Hesti mengatakan pihaknya belum melaksanakan kegiatan apa pun di Lapangan Tanggulangin. Lapindo berupaya memenuhi permintaan dari Satuan Kerja Khusus Pelaksana Kegiatan Usaha Hulu Minyak dan Gas Bumi agar permasalahan sosial harus diselesaikan terlebih dulu.
“Begitu juga rekomendasi Gubernur Jawa Timur Soekarwo agar mendengar apa yang diinginkan masyarakat, tidak ada lagi persoalan sosial,” ujarnya.
Hanya saja, Lapindo meminta persoalan penolakan warga sekitar tidak dipolitisasi dan digeser menjadi isu lain. Sebab, warga yang semula merasakan trauma akibat semburan lumpur sembilan tahun lalu ingin memastikan pengeboran berikutnya aman.
Hesti mengklaim, pihaknya telah melakukan dialog dan memberikan pemahaman kepada masyarakat soal keamanan pengeboran. “Tapi ketika kami berusaha menjelaskan seperti yang diinginkan, tiba-tiba isu yang dipermasalahkan bergeser lagi. Soal dana bagi hasil, cost recovery, dan jaringan gas,” tuturnya.

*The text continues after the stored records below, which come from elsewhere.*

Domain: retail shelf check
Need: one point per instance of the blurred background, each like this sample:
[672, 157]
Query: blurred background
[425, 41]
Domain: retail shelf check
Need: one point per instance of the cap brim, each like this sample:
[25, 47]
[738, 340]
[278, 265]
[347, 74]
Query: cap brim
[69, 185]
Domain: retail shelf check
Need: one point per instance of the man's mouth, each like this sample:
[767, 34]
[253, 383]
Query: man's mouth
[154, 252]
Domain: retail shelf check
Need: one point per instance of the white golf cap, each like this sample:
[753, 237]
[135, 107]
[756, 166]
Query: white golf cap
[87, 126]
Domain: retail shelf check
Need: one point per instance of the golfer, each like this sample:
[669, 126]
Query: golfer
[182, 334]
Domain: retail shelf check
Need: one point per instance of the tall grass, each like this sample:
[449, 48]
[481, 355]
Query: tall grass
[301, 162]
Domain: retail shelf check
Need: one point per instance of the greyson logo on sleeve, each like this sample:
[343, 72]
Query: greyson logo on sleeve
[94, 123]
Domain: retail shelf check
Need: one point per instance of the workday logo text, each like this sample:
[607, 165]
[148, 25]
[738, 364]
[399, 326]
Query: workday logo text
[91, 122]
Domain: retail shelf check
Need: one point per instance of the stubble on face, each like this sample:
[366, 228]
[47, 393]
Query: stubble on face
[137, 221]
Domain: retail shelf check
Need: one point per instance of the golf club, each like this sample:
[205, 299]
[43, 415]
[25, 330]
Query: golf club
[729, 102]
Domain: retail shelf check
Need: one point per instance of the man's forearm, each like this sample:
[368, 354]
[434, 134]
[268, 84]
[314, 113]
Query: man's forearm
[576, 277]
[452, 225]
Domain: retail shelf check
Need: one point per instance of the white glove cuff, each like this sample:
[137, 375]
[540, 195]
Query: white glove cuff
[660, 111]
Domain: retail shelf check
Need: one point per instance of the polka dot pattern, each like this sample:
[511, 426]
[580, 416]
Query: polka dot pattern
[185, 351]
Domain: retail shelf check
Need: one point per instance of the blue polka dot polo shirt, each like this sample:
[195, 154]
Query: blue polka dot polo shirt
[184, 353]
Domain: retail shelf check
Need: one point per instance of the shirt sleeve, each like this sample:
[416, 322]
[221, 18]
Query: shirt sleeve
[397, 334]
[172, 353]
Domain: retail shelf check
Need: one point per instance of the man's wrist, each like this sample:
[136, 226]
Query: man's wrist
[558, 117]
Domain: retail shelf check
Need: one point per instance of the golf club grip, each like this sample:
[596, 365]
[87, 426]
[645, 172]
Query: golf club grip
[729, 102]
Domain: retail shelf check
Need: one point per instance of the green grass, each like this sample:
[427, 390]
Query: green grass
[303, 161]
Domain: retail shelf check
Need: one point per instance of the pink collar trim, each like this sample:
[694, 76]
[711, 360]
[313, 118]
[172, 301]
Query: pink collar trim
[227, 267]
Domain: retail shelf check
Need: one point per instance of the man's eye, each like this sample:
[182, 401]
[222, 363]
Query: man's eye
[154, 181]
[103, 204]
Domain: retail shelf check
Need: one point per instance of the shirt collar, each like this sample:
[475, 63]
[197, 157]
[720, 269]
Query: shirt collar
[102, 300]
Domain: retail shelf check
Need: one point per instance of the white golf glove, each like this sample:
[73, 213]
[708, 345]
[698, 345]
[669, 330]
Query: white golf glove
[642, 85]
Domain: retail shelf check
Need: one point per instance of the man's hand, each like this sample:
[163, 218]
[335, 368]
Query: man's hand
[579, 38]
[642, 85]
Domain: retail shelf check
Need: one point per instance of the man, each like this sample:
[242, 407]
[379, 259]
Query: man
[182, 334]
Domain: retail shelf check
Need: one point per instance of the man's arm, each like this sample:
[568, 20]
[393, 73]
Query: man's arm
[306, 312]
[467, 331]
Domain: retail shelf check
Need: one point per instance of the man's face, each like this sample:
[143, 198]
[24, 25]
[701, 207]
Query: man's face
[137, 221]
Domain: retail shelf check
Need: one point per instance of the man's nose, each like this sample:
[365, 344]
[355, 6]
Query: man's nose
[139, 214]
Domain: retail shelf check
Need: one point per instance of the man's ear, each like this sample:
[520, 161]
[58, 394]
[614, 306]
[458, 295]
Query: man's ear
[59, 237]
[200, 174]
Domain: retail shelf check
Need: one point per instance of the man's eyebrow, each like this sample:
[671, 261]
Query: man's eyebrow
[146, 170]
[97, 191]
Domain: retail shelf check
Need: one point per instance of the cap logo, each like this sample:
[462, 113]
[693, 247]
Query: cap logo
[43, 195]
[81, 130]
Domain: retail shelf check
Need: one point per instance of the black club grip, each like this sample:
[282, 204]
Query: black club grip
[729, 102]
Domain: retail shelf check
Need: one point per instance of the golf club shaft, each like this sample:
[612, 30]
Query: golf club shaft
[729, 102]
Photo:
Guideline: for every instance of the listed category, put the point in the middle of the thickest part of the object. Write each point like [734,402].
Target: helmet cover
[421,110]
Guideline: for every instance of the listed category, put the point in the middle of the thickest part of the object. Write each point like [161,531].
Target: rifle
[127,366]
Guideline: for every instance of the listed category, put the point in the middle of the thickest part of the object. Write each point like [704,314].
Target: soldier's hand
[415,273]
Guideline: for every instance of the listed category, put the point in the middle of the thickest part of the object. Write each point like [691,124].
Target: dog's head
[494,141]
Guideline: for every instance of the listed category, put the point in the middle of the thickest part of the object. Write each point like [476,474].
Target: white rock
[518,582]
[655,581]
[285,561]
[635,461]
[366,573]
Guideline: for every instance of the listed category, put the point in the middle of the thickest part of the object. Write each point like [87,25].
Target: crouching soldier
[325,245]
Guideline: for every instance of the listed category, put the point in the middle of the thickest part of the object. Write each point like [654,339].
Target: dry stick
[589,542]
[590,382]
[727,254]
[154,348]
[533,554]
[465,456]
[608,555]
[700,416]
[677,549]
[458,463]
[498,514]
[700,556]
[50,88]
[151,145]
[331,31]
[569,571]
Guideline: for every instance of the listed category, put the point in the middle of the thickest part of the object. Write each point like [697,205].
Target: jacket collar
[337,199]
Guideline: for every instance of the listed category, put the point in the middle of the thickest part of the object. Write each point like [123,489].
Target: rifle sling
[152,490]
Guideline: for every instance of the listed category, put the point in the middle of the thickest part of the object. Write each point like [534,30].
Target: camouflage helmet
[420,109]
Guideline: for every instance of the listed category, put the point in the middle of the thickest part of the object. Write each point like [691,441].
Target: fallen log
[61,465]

Untuk itu, selain tetap melakukan sosialisasi, Lapindo menyatakan berfokus pada perawatan sumur (workover) di lima sumur di Lapangan Wunut (WNT), Porong dan Lapangan Tanggulangin (TGA), Tanggulangin. Sumur yang akan di-workover adalah WNT-4, WNT-15, WNT-16, WNT-19, dan TGA-3. Dari lima sumur, hanya WNT-4 dan WNT-19 yang dalam waktu dekat siap dieksekusi. Perawatan lima sumur itu telah mendapatkan izin dari SKK Migas.

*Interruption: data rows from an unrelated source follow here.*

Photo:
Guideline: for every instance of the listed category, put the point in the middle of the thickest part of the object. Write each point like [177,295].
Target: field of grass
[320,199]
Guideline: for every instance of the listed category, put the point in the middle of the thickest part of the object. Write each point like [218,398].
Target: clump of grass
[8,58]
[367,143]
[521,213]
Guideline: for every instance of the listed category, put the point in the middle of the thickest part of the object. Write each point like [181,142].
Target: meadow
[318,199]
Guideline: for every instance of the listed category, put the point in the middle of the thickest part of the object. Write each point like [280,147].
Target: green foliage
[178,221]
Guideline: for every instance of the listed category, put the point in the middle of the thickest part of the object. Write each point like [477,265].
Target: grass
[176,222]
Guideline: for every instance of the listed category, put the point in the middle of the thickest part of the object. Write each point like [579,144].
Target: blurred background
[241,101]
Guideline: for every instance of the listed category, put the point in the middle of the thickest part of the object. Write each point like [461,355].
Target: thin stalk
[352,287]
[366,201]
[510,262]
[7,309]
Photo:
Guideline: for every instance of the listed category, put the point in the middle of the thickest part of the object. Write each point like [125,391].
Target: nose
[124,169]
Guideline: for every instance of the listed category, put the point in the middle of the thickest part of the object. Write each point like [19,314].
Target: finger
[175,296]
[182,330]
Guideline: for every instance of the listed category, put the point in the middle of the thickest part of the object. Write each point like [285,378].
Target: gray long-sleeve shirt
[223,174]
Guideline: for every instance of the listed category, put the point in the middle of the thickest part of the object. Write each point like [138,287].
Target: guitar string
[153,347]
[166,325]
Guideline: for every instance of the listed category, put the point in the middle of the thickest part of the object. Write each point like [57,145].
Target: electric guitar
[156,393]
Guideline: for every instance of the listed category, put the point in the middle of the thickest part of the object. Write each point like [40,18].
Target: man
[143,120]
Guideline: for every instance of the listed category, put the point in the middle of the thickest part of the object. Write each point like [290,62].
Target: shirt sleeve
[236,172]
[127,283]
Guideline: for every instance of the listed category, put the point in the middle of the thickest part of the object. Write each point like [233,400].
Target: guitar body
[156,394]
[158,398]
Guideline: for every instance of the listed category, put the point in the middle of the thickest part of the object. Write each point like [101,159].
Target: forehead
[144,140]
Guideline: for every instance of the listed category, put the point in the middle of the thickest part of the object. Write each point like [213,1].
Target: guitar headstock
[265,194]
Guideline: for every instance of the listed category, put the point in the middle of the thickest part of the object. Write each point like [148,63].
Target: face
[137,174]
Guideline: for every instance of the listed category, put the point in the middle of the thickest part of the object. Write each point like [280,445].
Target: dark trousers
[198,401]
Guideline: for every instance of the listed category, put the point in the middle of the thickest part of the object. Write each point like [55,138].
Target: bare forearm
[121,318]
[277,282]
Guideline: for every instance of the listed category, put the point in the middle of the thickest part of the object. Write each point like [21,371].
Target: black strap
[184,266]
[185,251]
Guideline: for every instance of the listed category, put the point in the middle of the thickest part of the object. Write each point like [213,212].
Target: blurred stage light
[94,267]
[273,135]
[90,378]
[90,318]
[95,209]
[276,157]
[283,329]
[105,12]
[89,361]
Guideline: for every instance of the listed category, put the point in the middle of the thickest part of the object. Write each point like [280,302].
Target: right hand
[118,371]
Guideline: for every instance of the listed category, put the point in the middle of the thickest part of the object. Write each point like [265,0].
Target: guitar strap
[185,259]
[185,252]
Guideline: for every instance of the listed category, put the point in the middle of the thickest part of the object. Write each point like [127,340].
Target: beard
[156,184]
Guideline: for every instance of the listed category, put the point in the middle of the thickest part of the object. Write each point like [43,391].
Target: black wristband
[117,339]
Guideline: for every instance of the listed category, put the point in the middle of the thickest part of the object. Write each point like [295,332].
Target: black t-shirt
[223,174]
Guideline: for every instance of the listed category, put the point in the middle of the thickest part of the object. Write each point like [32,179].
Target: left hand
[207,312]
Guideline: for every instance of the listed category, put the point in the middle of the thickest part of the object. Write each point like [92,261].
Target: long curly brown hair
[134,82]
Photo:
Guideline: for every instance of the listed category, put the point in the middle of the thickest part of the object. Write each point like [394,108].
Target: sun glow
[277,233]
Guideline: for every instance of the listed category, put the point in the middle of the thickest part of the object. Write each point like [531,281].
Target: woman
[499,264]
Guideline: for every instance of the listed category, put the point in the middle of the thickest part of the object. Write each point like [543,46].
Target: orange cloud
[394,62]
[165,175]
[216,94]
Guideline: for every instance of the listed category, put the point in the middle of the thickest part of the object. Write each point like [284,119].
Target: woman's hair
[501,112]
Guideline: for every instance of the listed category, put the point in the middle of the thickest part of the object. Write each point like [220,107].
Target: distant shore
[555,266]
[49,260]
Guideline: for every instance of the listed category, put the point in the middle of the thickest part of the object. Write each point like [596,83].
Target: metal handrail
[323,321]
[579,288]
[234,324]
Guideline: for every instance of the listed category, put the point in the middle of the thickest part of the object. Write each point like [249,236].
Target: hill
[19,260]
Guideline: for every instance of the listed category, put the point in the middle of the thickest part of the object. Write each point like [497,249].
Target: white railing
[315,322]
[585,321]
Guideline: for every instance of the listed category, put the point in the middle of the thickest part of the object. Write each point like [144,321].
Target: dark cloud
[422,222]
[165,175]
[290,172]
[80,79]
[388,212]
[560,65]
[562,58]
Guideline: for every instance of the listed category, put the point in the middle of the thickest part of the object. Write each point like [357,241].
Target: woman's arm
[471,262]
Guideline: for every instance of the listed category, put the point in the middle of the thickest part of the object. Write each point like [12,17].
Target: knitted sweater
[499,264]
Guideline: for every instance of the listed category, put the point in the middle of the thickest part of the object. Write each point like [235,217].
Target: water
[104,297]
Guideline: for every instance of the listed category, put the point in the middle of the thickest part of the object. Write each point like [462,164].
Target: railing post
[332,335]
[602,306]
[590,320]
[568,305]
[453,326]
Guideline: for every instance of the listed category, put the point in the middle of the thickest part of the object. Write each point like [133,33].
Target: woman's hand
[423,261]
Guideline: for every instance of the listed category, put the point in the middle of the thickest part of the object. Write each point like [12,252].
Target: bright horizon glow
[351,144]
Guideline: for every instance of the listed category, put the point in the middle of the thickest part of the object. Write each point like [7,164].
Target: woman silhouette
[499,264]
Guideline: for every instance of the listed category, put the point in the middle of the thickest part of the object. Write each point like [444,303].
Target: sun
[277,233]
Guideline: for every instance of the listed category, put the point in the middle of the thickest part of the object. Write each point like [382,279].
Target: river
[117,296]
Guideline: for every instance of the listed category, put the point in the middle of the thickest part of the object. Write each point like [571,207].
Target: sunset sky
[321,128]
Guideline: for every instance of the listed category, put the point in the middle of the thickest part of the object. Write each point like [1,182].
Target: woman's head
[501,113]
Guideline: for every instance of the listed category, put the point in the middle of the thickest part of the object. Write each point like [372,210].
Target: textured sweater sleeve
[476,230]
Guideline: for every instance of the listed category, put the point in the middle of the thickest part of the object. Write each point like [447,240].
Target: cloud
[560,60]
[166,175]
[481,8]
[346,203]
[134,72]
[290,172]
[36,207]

Sementara itu, Ketua RT 3 RW 2 Desa Kedungbanteng Muhammad Fauzi menyatakan warganya tetap menolak pengeboran Lapindo dengan alasan apa pun. “Intinya, warga tidak mau ada lagi pengeboran di Kedungbanteng. Masalah keamanan dan lain-lain itu cuma alasan,” ujarnya.
Warga, kata dia, juga mengecam sikap Bupati Sidoarjo Saiful Illah yang tetap ngotot memperbolehkan Lapindo melakukan pengeboran. “Jabatannya kan cuma lima tahun? Apakah Bupati mau menjamin kalau terjadi apa-apa?” katanya.

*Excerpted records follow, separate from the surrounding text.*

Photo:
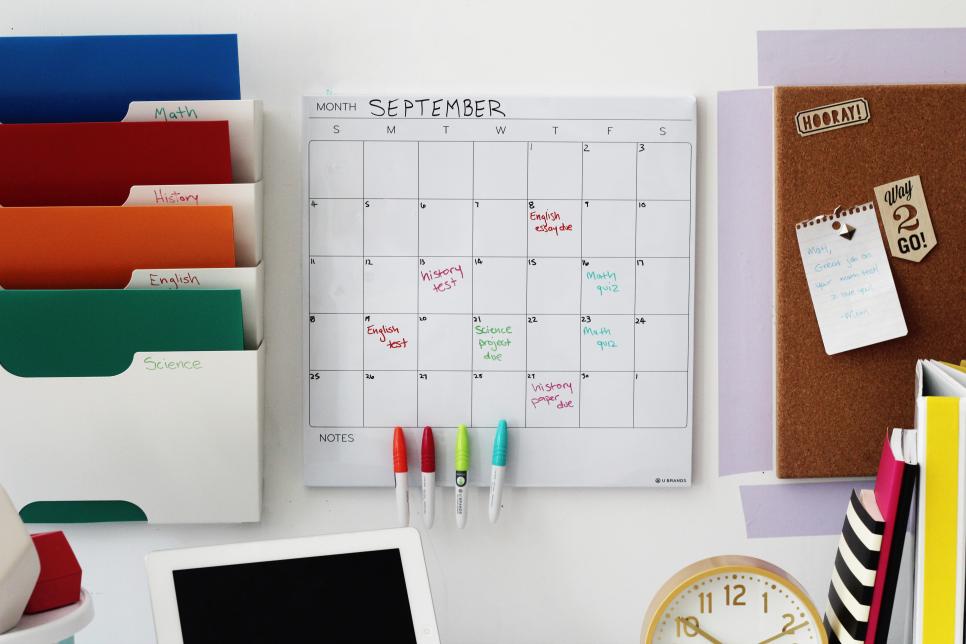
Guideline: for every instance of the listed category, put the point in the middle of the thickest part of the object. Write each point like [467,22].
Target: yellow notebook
[940,552]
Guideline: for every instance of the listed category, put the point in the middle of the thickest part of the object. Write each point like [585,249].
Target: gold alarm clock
[732,600]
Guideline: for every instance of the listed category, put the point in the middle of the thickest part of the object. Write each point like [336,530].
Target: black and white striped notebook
[857,558]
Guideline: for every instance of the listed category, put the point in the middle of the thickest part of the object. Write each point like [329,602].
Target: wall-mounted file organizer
[245,199]
[164,436]
[170,431]
[96,164]
[166,445]
[244,119]
[99,76]
[244,127]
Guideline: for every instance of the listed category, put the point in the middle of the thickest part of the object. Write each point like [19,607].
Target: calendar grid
[362,393]
[548,258]
[472,265]
[526,284]
[580,300]
[637,217]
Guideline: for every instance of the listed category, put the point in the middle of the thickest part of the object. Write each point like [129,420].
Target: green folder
[97,332]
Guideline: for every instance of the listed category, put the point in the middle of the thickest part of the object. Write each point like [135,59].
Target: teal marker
[462,471]
[499,470]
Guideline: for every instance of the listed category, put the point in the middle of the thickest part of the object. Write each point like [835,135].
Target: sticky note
[849,279]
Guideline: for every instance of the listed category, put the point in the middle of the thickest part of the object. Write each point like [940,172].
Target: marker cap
[462,449]
[399,461]
[500,444]
[428,455]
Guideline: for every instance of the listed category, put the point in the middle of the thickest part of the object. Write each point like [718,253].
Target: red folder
[95,164]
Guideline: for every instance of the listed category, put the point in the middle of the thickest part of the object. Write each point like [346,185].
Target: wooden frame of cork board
[832,411]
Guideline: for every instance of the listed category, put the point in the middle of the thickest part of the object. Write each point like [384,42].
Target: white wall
[562,565]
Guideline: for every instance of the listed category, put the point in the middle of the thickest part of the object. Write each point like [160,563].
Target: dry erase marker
[428,458]
[400,466]
[462,468]
[499,469]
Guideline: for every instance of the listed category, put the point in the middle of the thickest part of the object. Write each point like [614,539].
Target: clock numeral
[702,596]
[737,599]
[689,625]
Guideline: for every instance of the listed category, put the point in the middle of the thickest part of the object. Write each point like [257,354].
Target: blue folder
[59,79]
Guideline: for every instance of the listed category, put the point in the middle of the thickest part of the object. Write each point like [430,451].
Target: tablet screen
[352,597]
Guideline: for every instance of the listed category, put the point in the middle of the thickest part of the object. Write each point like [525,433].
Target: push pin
[844,230]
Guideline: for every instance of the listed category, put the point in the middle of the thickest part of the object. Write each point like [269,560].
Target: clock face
[736,605]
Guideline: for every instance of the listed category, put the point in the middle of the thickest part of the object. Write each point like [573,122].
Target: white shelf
[52,626]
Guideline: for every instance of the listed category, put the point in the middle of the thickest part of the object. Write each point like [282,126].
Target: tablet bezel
[161,566]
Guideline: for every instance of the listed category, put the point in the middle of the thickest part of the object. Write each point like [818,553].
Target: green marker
[462,468]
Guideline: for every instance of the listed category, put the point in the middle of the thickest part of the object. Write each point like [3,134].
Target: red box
[60,574]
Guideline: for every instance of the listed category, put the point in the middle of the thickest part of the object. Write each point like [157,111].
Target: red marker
[429,476]
[400,466]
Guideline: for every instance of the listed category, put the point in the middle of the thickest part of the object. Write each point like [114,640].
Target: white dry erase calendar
[475,259]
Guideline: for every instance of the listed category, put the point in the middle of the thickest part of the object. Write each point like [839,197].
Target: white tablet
[359,587]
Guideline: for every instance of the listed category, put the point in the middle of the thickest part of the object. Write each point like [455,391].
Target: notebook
[940,557]
[856,560]
[912,130]
[894,487]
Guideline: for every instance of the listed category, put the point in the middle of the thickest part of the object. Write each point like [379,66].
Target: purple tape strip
[861,57]
[744,281]
[797,509]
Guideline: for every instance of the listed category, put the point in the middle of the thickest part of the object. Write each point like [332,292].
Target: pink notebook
[894,486]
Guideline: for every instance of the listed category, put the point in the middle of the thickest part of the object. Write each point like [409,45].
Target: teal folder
[97,332]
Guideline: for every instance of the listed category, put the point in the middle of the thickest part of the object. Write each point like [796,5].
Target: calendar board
[475,259]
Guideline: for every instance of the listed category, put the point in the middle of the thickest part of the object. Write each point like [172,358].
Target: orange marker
[400,467]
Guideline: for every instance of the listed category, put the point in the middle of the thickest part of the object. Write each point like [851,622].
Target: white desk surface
[53,625]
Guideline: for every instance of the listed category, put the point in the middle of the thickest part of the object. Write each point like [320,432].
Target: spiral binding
[838,213]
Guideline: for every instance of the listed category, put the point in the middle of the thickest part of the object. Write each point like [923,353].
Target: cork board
[832,411]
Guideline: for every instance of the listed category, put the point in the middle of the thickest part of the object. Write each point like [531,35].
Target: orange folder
[67,247]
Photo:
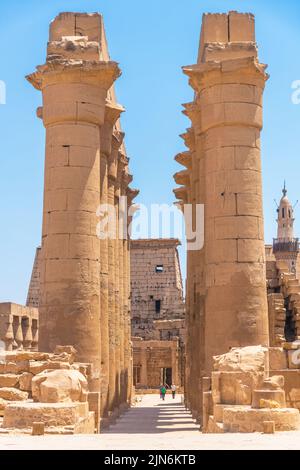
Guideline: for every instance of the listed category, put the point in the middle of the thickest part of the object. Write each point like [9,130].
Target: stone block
[25,381]
[38,428]
[268,427]
[259,396]
[23,415]
[250,251]
[241,27]
[13,394]
[8,380]
[277,359]
[293,358]
[59,386]
[251,420]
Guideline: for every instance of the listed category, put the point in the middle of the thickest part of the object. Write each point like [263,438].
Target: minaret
[286,246]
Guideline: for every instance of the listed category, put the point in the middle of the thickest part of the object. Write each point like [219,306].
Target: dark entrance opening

Fauzi juga menambahkan, sosialisasi yang dilakukan selama ini bersifat tebang pilih. Warganya tak merasa diundang, tapi sebaliknya, acara sosialisasi hanya mengundang pihak-pihak yang setuju pengeboran saja. “Pihak yang diundang adalah yang mendukung dia dan dibayar dia. Yang tidak pro nanti dibenturkan ke polisi,” kata Fauzi.